(Reuters) – Even as the Trump administration was struggling to deal with the coronavirus outbreak, it was ramping up efforts to seize land along U.S. southern border to build a wall and fulfill a major campaign promise, a Reuters review of federal court records shows.
Donald Trump made building the wall a central promise of his 2016 campaign, but those efforts have been plagued by delays and false promises. Late last year, the administration got more aggressive, pledging to use the federal courts to seize large swaths of private land, mostly in Texas.
While most of the U.S. has been slowed by the COVID-19 crisis – which has infected nearly 650,000 Americans and killed at least 32,000 more – Trump’s efforts to construct a southern border wall has only gained steam.
In the past 12 months, the administration opened 41 cases in federal court to seize land to build a wall along the southern border of Texas. Nearly half of those cases – 16, or 39 percent – were filed in the past two months.
The bulk of the new filings came in March, when the administration opened 12 cases, the most in any month under Trump, a Reuters review of federal filings found.
The administration wants immediate possession, bypassing traditional procedural steps and forcing landowners to move more swiftly, records show.
Advocates for the landowners say the administration is choosing a bad time to get more aggressive, forcing landowners to choose between leaving their home to fight the case despite statewide stay-at-home guidance or lose their property.
Also, a successful defense can be expensive, requiring paid experts, lawyers and other professionals at a time the U.S. economy is shedding a record number of jobs.
“The timing, on a human level, is very bad,” said David Donatti, an attorney with the American Civil Liberties Union (ACLU) in Texas who represents a family fighting government seizure of their property.
Nayda Alvarez, a 49-year-old public school teacher, was served court papers in March. She and her extended family – including her elderly father who suffers from several health issues – live on 6-acre (2.4-hectare) ranch along the Rio Grande river that the administration wants to take immediately.
“It’s very scary. My hands are tied because we are quarantined and fighting the federal government, literally,” said Alvarez, who is working with the ACLU and another group, the Texas Civil Rights Project, in her defense.
She was preparing to go to federal court on Tuesday, donning a mask and gloves, but her lawyers were able to delay the hearing until June.
Unlike in other states, most of the U.S. borderland in Texas is privately owned, which has delayed wall construction by the U.S. Army Corps of Engineers. Federal lawyers have had to comb property records, track down landowners, make offers to buy the land and — if owners refuse to sell — file lawsuits to seize the land.
The White House did not respond to requests for comments for this story.

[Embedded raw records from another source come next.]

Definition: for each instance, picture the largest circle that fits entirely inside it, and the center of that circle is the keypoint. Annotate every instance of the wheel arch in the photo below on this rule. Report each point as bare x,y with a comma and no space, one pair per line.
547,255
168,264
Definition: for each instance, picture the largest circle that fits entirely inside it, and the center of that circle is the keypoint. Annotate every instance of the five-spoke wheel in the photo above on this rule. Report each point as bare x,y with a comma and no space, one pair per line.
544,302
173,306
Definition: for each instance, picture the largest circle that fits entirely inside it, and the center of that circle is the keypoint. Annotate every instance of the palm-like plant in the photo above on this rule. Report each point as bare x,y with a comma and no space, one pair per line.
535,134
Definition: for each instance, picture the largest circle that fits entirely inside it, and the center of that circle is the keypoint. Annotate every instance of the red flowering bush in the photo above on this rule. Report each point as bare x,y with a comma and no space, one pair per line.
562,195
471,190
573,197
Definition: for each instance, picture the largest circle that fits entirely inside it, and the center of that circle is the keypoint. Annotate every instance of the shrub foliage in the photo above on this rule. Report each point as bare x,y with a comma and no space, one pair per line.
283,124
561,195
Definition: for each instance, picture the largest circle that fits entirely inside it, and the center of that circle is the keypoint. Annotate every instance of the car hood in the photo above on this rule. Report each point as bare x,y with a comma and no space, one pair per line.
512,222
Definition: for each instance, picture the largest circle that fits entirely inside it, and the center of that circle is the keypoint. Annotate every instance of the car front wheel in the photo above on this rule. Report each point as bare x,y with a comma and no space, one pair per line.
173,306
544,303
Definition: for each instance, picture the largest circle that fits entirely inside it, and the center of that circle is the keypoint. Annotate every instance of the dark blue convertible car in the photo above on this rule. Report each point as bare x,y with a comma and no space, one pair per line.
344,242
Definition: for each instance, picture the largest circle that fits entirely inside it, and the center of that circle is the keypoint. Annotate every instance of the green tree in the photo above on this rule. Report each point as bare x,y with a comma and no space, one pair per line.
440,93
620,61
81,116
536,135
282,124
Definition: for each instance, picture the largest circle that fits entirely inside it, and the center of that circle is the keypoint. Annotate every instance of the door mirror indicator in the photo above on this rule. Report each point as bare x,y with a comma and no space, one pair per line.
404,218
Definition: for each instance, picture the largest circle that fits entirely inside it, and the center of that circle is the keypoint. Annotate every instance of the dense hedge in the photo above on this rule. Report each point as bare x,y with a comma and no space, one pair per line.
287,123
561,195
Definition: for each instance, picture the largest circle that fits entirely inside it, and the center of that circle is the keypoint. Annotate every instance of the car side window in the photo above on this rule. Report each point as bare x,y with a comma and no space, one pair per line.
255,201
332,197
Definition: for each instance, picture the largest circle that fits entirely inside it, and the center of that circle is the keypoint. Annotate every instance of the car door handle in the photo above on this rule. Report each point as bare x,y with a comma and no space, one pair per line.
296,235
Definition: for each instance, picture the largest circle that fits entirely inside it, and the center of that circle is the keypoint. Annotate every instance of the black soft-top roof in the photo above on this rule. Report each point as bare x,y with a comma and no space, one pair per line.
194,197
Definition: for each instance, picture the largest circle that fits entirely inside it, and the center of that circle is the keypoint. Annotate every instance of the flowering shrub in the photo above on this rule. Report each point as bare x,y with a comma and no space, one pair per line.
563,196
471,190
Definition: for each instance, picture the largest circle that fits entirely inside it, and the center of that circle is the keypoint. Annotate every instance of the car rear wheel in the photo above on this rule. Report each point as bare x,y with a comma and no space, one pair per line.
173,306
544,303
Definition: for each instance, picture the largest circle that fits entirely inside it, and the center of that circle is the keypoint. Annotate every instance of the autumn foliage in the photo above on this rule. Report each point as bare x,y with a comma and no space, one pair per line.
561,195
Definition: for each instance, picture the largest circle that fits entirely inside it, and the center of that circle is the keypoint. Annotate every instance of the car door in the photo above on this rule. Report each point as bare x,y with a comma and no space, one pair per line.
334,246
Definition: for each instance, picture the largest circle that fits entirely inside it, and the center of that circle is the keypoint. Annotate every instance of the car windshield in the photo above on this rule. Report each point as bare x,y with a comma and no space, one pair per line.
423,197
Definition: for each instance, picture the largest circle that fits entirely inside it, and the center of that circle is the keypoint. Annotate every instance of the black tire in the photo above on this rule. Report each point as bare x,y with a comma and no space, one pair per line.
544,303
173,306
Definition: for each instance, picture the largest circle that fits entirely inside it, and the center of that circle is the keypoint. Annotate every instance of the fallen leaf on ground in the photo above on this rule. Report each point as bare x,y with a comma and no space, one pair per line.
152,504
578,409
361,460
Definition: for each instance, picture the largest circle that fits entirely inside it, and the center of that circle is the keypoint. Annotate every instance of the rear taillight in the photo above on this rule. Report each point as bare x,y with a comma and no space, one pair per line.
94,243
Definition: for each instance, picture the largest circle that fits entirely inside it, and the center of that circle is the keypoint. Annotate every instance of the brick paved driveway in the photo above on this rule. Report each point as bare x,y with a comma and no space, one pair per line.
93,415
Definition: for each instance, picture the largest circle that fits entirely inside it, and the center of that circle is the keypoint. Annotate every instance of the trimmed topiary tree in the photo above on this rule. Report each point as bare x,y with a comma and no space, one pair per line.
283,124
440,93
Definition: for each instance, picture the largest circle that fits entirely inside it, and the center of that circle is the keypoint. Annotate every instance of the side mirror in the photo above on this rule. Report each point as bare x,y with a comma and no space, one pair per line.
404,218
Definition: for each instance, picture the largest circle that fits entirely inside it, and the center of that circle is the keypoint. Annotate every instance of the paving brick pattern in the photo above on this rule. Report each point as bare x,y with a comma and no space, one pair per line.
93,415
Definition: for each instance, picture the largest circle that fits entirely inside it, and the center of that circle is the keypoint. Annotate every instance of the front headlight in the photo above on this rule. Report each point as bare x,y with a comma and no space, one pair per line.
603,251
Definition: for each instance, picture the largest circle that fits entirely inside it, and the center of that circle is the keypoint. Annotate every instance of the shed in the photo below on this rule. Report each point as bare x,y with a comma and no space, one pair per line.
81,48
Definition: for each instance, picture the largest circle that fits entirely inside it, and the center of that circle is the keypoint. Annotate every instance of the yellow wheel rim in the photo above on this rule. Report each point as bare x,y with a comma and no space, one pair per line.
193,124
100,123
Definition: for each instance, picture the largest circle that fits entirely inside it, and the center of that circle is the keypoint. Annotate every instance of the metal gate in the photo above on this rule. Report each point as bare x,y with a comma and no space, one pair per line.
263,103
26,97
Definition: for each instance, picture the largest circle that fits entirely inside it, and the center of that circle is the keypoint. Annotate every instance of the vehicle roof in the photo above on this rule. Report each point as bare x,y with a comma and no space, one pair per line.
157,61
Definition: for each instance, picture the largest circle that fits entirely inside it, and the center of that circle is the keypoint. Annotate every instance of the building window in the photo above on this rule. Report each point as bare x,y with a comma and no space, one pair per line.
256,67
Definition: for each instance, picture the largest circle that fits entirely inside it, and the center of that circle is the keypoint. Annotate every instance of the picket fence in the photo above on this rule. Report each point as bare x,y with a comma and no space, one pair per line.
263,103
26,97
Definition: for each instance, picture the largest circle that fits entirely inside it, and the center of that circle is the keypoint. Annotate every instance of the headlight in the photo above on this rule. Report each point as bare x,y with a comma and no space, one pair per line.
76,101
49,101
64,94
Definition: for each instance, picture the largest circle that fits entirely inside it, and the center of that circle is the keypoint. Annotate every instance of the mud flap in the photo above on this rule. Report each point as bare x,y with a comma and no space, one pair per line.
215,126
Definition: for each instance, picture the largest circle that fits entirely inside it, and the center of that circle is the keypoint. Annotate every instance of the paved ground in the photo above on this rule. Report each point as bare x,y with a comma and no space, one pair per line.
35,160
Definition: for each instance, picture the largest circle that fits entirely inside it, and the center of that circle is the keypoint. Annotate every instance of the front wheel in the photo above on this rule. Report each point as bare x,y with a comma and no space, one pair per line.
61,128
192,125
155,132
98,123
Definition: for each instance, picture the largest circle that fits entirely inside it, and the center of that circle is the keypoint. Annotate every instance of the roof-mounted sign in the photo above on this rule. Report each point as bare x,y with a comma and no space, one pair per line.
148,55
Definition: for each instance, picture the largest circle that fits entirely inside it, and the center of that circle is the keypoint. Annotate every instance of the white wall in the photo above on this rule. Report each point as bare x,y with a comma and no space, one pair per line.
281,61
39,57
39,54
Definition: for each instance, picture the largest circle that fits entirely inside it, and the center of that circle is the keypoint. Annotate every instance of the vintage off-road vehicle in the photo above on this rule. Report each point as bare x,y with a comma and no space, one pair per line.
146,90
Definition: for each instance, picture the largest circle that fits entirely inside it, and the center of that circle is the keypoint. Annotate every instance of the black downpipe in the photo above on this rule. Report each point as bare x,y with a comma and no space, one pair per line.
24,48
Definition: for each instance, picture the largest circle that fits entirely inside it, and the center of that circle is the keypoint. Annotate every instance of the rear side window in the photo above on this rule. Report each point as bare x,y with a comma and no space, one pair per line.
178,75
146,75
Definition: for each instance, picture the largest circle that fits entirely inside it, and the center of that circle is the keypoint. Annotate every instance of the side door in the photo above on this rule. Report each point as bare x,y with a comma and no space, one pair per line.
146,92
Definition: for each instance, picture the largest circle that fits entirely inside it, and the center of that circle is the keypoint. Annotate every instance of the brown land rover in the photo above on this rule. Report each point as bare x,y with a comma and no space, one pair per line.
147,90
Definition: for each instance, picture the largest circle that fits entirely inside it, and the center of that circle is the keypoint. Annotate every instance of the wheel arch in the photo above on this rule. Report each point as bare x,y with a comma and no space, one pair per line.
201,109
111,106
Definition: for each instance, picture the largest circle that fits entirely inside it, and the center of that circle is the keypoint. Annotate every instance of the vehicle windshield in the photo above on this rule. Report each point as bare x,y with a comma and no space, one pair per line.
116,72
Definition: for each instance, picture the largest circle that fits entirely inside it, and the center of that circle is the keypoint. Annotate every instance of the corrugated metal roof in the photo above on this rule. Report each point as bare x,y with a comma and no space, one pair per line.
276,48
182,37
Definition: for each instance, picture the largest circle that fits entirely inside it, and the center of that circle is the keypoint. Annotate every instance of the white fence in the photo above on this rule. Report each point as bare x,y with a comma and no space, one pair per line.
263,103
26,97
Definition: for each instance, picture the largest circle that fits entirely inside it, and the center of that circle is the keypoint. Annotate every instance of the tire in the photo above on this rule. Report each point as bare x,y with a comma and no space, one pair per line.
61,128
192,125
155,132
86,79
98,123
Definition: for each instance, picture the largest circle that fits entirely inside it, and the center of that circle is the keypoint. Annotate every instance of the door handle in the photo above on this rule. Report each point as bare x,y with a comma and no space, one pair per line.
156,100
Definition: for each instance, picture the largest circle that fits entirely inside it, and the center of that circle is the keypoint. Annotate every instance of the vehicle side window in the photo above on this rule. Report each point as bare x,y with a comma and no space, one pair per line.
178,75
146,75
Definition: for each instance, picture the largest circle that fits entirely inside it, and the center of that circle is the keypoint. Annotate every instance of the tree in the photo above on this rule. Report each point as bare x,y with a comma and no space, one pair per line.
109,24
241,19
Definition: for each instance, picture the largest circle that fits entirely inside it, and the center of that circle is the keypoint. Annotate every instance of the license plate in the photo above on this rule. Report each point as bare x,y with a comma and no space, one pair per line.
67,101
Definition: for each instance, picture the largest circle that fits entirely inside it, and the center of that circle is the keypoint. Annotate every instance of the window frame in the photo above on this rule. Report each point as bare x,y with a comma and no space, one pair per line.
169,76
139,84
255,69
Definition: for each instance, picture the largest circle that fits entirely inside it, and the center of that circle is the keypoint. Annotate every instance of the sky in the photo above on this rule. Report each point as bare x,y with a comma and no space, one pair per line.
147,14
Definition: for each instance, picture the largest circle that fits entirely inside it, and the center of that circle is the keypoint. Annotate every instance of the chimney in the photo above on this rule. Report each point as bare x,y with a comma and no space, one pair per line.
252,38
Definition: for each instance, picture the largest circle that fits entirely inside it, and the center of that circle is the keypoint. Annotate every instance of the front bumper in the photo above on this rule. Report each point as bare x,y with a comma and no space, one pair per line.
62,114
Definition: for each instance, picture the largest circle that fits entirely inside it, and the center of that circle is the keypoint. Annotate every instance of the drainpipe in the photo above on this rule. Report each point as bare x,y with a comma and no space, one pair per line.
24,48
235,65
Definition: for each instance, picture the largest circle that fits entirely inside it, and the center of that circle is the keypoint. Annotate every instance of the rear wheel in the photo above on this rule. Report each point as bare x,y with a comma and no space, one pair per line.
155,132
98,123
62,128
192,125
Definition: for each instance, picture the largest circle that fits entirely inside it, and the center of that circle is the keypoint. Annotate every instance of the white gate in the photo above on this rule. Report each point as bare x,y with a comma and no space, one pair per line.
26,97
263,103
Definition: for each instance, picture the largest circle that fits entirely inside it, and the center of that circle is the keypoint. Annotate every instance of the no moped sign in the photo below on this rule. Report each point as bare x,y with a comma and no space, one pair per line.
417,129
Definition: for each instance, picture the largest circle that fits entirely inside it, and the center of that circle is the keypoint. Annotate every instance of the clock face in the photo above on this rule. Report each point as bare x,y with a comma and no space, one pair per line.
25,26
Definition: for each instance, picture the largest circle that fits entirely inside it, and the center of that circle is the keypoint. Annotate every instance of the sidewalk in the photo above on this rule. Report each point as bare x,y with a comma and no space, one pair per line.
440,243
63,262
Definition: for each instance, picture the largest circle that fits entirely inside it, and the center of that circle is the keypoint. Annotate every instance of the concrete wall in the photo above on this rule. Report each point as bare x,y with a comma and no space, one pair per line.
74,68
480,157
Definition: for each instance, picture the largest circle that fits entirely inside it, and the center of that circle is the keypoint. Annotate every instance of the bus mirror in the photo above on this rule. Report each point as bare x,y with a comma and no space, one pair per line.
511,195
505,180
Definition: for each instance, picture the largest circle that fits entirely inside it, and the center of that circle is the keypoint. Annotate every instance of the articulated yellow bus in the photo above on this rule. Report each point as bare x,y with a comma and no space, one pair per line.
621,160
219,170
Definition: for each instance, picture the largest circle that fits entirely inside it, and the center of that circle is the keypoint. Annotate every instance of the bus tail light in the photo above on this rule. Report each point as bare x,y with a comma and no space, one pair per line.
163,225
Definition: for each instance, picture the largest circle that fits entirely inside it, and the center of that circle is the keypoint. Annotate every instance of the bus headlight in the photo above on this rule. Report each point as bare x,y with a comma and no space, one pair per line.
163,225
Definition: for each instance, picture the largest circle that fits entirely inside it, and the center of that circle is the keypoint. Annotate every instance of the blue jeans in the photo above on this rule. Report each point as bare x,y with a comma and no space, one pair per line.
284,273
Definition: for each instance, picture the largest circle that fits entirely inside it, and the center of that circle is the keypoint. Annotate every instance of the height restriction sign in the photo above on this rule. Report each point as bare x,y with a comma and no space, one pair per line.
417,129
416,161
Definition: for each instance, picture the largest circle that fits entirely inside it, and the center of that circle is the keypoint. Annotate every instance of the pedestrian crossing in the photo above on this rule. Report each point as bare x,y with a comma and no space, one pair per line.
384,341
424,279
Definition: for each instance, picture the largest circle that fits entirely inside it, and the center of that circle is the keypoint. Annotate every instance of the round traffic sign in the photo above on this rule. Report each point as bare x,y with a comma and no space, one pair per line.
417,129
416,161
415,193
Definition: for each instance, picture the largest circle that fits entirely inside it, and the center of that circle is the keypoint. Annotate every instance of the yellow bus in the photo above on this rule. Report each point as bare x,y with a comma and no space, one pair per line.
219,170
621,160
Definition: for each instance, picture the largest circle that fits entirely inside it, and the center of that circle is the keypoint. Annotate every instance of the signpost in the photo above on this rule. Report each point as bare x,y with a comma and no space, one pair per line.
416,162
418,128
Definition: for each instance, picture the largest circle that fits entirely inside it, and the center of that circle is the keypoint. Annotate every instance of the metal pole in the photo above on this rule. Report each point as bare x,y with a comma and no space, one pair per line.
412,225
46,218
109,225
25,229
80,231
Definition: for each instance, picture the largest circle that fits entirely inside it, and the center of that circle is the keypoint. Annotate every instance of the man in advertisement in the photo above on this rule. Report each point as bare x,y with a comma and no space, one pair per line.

In recent weeks, Trump has made the case that the global pandemic only proves the need for stronger borders. On March 12, he retweeted a follower’s commentary linking the health scare to the need for strong borders and added “We need the Wall more than ever!”
Three Democratic lawmakers representing congressional districts along the U.S.-Mexico border recently called on the Trump administration to temporarily pause the legal efforts.
“To put vulnerable families already suffering at disproportionate rates at this time is simply unconscionable,” the lawmakers wrote in an April 8 letter to the departments of Justice, Defense and Homeland Security.
Immigration and border security has been a top issue for Republicans for the last few years. Yet now it appears to be overshadowed by concerns about healthcare as the COVID-19 pandemic sweeps across the country.
When asked what they considered to be “most important problem facing the U.S. today,” 18% of Republicans said healthcare in an April 13-14 Reuters/Ipsos poll, up 3 percentage points from a similar poll that ran Feb. 19-25, while 15% said it was immigration, down 10 points from the February poll.